There are innumerable formally defined groups throughout the world, sharing activities, interests, hobbies and avocations, sponsored by organizations and institutions, and they are important and effective. Our own group, however, was and is an “ad hoc” creation, not officially established or sanctioned. And yet, our group thrives, as we provide each other with communality, caring and trust. While we feel comfortable as we share many deep values and attitudes, we also cherish our differences. We all leave each meeting feeling nurtured and fulfilled.
Ultimately, we offer each other a sense of Belonging, a crucial cornerstone of The “Four B’s” (including, Being, Believing and Benevolence) which, I believe are the core criteria we use to evaluate the quality of our lives. Belonging is the extent to which we feel appreciated, respected and cared for as a member of any group of close people. The groups vary widely and can be made up of family, friends, colleagues, teammates, congregants or platoon members, for example, or can be informal, like ours. But they all offer that sense of being welcomed.

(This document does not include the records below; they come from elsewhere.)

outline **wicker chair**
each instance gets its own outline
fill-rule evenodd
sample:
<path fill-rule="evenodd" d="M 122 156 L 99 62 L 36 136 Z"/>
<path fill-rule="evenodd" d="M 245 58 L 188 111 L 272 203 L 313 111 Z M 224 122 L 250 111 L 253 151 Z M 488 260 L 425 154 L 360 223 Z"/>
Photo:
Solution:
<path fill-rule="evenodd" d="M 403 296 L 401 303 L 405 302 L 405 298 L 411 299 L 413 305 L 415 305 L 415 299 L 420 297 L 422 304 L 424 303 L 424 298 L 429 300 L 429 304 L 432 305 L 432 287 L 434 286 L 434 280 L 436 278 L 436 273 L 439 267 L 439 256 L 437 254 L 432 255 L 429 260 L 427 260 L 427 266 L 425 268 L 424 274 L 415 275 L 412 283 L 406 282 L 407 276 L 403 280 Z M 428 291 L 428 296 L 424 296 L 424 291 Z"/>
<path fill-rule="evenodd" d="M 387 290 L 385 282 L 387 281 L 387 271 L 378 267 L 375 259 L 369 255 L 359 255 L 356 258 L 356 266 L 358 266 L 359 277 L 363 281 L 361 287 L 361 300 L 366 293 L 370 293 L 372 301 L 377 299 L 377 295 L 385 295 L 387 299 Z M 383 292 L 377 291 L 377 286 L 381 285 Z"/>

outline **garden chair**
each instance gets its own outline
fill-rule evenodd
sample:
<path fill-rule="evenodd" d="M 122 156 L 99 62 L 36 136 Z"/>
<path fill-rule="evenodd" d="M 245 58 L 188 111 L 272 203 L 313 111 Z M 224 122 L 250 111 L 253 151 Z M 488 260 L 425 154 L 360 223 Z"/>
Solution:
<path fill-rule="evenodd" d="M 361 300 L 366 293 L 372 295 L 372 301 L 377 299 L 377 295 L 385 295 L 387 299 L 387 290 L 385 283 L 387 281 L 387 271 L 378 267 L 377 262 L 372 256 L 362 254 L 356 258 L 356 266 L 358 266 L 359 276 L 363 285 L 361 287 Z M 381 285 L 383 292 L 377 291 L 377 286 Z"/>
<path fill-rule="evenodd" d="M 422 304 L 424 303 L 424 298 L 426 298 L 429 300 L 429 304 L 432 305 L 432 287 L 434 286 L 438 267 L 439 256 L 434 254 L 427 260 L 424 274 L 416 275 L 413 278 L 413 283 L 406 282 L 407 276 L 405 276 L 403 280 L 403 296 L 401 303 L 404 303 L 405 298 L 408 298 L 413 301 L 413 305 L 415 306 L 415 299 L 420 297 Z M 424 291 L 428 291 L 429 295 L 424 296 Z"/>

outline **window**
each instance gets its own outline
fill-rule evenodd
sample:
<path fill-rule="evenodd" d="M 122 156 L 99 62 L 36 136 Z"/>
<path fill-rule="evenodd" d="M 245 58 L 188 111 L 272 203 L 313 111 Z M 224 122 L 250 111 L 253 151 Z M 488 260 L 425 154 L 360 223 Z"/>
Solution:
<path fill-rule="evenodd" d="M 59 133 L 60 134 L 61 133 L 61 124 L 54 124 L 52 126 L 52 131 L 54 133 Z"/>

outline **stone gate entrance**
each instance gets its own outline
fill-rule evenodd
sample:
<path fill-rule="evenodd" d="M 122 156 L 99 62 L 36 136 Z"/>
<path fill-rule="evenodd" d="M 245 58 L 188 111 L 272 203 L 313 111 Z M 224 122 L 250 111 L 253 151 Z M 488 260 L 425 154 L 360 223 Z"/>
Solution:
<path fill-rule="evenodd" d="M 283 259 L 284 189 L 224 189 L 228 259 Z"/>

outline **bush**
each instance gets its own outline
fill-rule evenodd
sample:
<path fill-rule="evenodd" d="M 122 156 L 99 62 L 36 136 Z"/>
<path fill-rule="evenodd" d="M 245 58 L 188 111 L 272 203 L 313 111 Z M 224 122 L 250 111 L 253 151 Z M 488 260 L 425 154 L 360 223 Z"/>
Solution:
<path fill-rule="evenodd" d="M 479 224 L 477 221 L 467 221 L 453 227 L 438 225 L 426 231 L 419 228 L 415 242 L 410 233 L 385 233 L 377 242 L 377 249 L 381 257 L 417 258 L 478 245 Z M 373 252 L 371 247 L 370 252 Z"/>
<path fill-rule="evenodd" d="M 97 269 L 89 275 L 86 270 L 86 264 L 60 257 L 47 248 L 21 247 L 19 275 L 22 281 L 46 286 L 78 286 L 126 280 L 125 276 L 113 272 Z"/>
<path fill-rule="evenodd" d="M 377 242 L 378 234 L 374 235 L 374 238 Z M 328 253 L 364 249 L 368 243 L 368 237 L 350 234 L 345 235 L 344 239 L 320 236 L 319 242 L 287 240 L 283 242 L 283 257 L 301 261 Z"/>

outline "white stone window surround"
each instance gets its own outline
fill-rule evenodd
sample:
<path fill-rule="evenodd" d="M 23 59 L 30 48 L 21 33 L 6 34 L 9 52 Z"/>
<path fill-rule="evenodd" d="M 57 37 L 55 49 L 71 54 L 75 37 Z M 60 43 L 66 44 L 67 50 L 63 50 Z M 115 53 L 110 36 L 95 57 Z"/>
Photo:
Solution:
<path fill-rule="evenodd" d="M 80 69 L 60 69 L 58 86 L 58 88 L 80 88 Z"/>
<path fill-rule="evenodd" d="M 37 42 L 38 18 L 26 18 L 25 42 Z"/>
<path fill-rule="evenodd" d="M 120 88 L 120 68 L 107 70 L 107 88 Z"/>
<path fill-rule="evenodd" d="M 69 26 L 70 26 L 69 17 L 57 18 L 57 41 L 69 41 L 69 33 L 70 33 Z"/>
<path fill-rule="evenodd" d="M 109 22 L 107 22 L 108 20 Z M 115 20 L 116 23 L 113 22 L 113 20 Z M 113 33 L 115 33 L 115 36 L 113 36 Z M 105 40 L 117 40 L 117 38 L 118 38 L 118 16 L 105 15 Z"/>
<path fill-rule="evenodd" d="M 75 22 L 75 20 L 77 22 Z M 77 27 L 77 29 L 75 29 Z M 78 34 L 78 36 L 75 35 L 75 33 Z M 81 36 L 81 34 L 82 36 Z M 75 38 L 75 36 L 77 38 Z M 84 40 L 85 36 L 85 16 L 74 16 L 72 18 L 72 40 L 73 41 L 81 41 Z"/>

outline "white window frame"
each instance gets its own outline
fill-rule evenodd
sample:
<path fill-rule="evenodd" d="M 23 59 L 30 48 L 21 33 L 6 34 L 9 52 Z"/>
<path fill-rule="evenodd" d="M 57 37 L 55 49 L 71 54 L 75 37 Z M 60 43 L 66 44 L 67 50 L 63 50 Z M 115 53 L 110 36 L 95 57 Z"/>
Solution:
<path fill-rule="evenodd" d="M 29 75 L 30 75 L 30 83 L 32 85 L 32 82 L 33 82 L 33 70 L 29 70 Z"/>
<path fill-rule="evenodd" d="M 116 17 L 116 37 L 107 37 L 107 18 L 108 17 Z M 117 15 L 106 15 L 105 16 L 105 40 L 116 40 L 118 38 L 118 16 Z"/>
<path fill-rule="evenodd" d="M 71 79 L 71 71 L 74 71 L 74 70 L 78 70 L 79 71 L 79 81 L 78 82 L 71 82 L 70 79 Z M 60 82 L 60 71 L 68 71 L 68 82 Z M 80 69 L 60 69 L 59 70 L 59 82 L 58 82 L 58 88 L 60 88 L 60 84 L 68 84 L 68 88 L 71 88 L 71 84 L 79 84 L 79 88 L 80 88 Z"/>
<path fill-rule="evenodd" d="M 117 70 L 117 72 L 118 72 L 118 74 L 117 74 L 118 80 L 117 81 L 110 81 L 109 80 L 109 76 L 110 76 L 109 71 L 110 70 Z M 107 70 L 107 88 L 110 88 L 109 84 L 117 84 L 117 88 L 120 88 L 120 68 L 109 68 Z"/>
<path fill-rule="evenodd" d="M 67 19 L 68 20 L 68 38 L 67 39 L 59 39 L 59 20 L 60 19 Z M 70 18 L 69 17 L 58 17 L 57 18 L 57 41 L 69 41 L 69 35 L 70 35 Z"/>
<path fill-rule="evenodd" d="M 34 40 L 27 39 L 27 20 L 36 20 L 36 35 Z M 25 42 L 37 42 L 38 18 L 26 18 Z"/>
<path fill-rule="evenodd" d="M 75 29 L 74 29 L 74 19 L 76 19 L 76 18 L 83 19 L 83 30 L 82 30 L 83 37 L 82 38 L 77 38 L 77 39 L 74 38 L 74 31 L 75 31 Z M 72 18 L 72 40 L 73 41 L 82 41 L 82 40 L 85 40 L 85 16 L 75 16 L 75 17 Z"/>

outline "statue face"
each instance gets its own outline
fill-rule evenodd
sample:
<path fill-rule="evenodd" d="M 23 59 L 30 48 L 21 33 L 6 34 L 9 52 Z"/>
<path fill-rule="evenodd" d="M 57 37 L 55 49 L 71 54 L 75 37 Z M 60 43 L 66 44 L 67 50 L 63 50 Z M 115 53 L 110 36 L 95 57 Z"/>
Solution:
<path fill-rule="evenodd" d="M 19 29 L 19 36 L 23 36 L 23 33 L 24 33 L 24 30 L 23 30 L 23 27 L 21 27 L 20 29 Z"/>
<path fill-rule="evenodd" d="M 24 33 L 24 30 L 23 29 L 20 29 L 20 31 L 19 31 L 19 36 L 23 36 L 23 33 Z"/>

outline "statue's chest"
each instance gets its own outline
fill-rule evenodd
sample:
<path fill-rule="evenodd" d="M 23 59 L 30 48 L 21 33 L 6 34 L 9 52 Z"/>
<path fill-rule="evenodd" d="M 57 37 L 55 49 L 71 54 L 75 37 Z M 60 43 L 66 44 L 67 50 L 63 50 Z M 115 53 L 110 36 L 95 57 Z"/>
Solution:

A Sense of Belonging is related to our feelings of well being, and to actual measurements of better physical and emotional health. Loneliness, on the other hand, which is a growing “epidemic” in post-modern societies, is clearly detrimental to these qualities of life. Belonging is a boon to our existence, while loneliness is a bane to our lives. A Sense of Belonging enhances our very lives: Our bodies, moods and minds are enriched and ennobled.
If you already belong to groups which provide you with close, supportive relationships, more power to you. But if you seek a new or additional “antidote” to loneliness or lack of meaning in your lives, allow me to suggest starting a similar “Group of Guys (or Gals”).”